С этими словами Фуртвенглер отвернулся, подошел к двери между двумя комнатами, задержался на мгновение и бросил через плечо:
— Всего хорошего.
— Всего хорошего, — шепотом произнес Юнг.
Услышав, как закрылась дверь, он повернулся к окну, сел и уставился на свои ладони. «У меня крестьянские руки, подумал он. — Крестьянские руки — и топорные методы работы».
Через минуту вернулся Кесслер и сказал ему, что мистера Пилигрима до завтра оставят в изоляторе.
— Он сильно поранился? — спросил Юнг.
— Не смертельно, хотя порезы довольно глубокие, если учесть, что он сделал их ложкой. За ним просто понаблюдают. Я только что встретил в коридоре доктора Фуртвенглера, и он сказал, что пойдет проведать его.
— Понятно.
— С вашего позволения, я немного приберусь в ванной комнате.
— Да, конечно.
Юнг остался в спальне Пилигрима, бесцельно шагая от кровати к комоду, от комода к столу, рассеянно проводя пальцем по их поверхности, словно проверяя, нет ли там пыли. Он задержался у комода, вытащил и задвинул по одному все ящики, перебирая носовые платки, рубашки, нижнее белье и аккуратно сложенные галстуки.

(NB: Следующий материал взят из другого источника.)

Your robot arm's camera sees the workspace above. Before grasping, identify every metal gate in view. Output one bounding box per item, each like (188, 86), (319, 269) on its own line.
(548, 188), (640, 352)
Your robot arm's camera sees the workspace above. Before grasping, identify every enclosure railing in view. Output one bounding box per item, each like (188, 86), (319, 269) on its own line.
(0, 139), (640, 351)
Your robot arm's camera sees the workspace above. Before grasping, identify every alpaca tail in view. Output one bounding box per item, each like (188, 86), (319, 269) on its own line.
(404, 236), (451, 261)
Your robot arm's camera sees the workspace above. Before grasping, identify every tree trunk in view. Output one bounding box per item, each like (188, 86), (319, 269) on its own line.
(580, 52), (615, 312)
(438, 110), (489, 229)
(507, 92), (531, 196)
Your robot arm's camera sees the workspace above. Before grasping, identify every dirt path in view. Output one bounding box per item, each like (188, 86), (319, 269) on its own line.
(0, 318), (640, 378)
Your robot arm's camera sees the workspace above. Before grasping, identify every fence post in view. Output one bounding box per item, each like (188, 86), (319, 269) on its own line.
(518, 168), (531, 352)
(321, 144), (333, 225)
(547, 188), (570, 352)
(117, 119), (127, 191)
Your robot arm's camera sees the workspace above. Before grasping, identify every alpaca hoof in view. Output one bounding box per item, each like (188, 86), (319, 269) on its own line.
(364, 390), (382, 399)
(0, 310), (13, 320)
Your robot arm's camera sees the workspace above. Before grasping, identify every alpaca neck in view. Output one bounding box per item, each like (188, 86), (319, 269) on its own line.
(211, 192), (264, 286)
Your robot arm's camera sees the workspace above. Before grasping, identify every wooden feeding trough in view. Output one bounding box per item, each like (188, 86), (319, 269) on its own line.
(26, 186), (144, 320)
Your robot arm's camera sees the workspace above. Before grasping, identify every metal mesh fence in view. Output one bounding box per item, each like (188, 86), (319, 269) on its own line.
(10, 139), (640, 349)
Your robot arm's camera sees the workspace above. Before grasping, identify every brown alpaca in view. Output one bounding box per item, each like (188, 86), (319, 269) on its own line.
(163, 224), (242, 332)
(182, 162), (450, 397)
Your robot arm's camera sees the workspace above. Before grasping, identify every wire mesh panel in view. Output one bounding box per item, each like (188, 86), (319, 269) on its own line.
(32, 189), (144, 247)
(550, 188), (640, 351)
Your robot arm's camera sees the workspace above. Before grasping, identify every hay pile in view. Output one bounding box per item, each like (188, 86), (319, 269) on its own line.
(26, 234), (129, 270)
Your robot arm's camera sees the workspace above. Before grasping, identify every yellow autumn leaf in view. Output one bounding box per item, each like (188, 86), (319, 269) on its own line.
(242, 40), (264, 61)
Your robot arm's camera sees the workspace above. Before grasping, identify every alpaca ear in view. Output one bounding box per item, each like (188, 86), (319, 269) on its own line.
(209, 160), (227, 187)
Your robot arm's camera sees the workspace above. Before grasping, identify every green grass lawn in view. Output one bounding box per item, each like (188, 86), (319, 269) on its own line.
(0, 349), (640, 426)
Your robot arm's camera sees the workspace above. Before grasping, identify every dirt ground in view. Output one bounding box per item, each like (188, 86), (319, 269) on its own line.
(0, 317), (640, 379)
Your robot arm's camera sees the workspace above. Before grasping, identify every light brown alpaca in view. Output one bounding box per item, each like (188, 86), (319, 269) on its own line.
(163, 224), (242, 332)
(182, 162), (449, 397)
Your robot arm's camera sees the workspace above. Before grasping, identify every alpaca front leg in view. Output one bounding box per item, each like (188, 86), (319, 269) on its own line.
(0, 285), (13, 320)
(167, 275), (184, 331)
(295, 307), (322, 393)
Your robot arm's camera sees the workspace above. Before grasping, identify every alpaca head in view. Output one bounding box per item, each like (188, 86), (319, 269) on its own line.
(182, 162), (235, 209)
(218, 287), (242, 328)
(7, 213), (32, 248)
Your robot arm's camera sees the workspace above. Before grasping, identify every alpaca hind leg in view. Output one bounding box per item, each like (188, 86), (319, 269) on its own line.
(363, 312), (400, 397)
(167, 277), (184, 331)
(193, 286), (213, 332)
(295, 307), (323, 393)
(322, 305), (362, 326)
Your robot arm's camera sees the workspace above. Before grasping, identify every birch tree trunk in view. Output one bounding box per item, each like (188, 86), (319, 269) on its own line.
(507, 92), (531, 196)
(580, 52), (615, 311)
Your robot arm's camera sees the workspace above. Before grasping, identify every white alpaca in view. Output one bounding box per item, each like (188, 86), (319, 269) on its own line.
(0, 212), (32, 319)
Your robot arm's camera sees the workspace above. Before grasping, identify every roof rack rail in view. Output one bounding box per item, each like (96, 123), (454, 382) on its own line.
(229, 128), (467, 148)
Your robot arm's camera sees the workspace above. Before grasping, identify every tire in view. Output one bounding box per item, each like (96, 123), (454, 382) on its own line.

Пилигрим был явно состоятельным человеком. И разборчивым: он предпочитал количеству качество. Люди, рожденные в мире, где утонченность и богатство идут рука об руку, считают, что иметь вещей больше, чем необходимо, вульгарно и почти неприлично. Сложенные рубашки, которые ощупывал Юнг, прослужат еще лет десять — пятнадцать, если только их хозяин не растолстеет. Воротнички, конечно, дело другое. И носовые платки, разумеется, не рассчитаны на столь долгий срок, равно как и носки. Простое и удобное нижнее белье можно было носить года три-четыре. А галстуки — те просто вечны.
Вечны. Почему ему в голову сегодня постоянно лезет это слово? Вечно. Вечность. На прошлой неделе такого не было. И вчера тоже. Именно сегодня… Вечно.
Ладно, Бог с ним…
Он снова глянул на женское лицо в серебряной рамке. Очевидно, фотография сделана лет двадцать — тридцать назад, до смены веков. Кого она оплакивала — умершего ребенка? Мужа? А может, себя?
Кесслер собрал разбросанную в ванной одежду Пилигрима, чтобы сдать ее в прачечную.
— Странно, — сказал он Юнгу, свалив кучу на кровать и принявшись разбирать ее, — одежда, которую снимают с себя самоубийцы, всегда почему-то кажется грязной. Я одевал его сегодня утром и знаю, что все было свежевыстиранным и выглаженным. Но хотя мои пальцы знают, что одежда чистая, все внутри меня инстинктивно встает на дыбы.
— Это называется «атавистическая реакция», Кесслер, — отозвался Юнг. — Точно так же любой ребенок, даже младенец, чувствует, что гадюка опасна. Однако мистер Пилигрим не покончил с собой. Он еще жив.